Harrison Okeyn. 60 hours at a depth of 30 meters with a cube of oxygen!

Perhaps one of the most bizarre and unbelievable cases of human survivability took a little more than a month ago, when the lift, inverted wave went to the bottom, becoming a tomb for all the crew, except for one person and that is: Harrison Okeyn. This nondescript-looking man was able to hold on to a depth of 30 meters, locked in a latrine and having to breathe the air of 1.2 meters, 60 hours!

May 26, 2013 at 4:50 am local time Okeyn Harrison, cook Nigerian tug Jascon-4, suddenly became the only living person on the ship. As sometimes happens in towing operations, aircraft framed wave, and because of the rough seas, he turned over. Ten other crew members were killed, and one that is called, was gone.

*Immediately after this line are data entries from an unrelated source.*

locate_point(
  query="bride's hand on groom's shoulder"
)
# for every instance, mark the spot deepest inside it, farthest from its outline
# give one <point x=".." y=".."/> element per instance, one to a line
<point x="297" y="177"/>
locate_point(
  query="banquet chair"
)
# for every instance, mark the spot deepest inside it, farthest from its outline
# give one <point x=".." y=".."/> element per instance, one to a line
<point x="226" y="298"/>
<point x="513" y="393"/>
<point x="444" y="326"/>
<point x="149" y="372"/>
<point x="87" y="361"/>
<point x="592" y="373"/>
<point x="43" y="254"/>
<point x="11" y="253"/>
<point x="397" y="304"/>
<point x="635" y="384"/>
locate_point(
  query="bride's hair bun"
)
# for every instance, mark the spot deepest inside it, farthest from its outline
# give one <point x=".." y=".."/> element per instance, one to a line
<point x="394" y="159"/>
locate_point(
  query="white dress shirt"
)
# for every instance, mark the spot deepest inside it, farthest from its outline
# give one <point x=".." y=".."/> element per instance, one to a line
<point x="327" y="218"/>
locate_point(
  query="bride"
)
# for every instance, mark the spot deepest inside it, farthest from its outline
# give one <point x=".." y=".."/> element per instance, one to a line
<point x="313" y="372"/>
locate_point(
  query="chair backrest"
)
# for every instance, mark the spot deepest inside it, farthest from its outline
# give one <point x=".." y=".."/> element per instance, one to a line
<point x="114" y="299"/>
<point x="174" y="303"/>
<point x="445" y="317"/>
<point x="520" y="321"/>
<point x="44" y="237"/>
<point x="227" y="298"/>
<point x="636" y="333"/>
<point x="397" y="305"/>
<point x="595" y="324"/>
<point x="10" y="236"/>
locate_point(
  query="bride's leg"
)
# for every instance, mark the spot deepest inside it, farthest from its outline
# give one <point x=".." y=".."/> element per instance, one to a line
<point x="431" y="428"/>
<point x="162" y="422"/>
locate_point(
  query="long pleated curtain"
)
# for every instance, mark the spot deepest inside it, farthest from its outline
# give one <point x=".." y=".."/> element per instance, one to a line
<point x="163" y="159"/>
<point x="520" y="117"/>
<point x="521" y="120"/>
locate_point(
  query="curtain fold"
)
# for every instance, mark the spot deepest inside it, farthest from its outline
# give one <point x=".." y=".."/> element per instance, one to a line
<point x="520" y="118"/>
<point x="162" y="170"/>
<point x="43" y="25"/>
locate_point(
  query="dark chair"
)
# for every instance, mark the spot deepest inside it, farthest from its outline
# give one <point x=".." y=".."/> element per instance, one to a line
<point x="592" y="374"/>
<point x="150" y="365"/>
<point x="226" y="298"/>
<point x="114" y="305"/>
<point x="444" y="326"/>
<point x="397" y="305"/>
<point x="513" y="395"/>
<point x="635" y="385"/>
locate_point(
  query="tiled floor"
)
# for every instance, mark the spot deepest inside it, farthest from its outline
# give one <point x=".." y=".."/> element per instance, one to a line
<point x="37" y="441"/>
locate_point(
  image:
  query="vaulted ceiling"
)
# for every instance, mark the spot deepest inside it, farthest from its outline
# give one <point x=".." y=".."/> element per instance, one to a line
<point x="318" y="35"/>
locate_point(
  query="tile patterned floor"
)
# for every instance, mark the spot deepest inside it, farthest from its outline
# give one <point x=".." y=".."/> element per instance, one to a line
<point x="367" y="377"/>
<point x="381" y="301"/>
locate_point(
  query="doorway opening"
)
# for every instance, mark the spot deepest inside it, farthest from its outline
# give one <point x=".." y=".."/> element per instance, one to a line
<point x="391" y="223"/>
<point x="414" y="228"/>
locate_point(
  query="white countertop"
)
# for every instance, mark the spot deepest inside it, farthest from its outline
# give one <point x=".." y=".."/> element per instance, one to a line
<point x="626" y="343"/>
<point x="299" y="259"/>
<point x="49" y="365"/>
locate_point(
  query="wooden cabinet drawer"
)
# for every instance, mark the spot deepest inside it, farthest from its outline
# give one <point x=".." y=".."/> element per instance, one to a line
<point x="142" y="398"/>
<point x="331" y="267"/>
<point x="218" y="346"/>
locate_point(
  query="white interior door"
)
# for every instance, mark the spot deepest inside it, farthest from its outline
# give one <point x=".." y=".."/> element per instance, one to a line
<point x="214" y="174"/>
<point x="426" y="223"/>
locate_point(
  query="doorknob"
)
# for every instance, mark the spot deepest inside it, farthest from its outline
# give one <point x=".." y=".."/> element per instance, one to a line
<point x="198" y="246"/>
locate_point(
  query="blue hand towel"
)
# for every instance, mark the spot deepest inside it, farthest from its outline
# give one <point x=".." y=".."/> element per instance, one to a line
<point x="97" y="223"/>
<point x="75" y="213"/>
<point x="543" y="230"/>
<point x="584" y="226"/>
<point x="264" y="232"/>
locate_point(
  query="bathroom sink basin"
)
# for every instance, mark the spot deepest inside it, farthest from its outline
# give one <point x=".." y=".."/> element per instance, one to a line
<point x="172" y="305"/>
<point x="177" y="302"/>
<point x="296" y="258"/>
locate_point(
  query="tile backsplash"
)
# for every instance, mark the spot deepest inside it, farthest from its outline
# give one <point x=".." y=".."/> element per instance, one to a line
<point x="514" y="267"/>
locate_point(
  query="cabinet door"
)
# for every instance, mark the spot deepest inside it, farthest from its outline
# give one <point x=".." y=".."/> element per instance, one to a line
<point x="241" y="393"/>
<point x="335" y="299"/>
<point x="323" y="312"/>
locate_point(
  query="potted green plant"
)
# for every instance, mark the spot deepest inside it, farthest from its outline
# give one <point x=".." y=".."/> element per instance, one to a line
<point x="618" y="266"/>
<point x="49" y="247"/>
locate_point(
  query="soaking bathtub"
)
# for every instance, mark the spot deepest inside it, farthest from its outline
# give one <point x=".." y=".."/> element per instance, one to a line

At the time of tipping the cook was in a tiny latrine, which played a significant role in further developments. After trying to get out, he was faced with the incoming water with lightning speed, and therefore retreated to another latrine, where accidentally left an air bubble height of 1.2 m:

Here is this bubble heroic Nigerian and breathed the next 60 hours. How? Why? Is that possible? Physicist Max Umansky, who works at the Lawrence Livermore National Laboratory (USA), carefully looked closely at what has happened and report.

Tug type Jascon-4 is not designed to operate on the high seas in rough weather, but, as is often the case, it is regularly used for this purpose. (Here and below illustrate AP Photos / Sunday Alamba.)

In order to survive for two and a half days a person weighing Harrison Okeny need about 27 cubic meters of air. But even if the air in coca was, he certainly would have died from poisoning by carbon dioxide gas is released during respiration.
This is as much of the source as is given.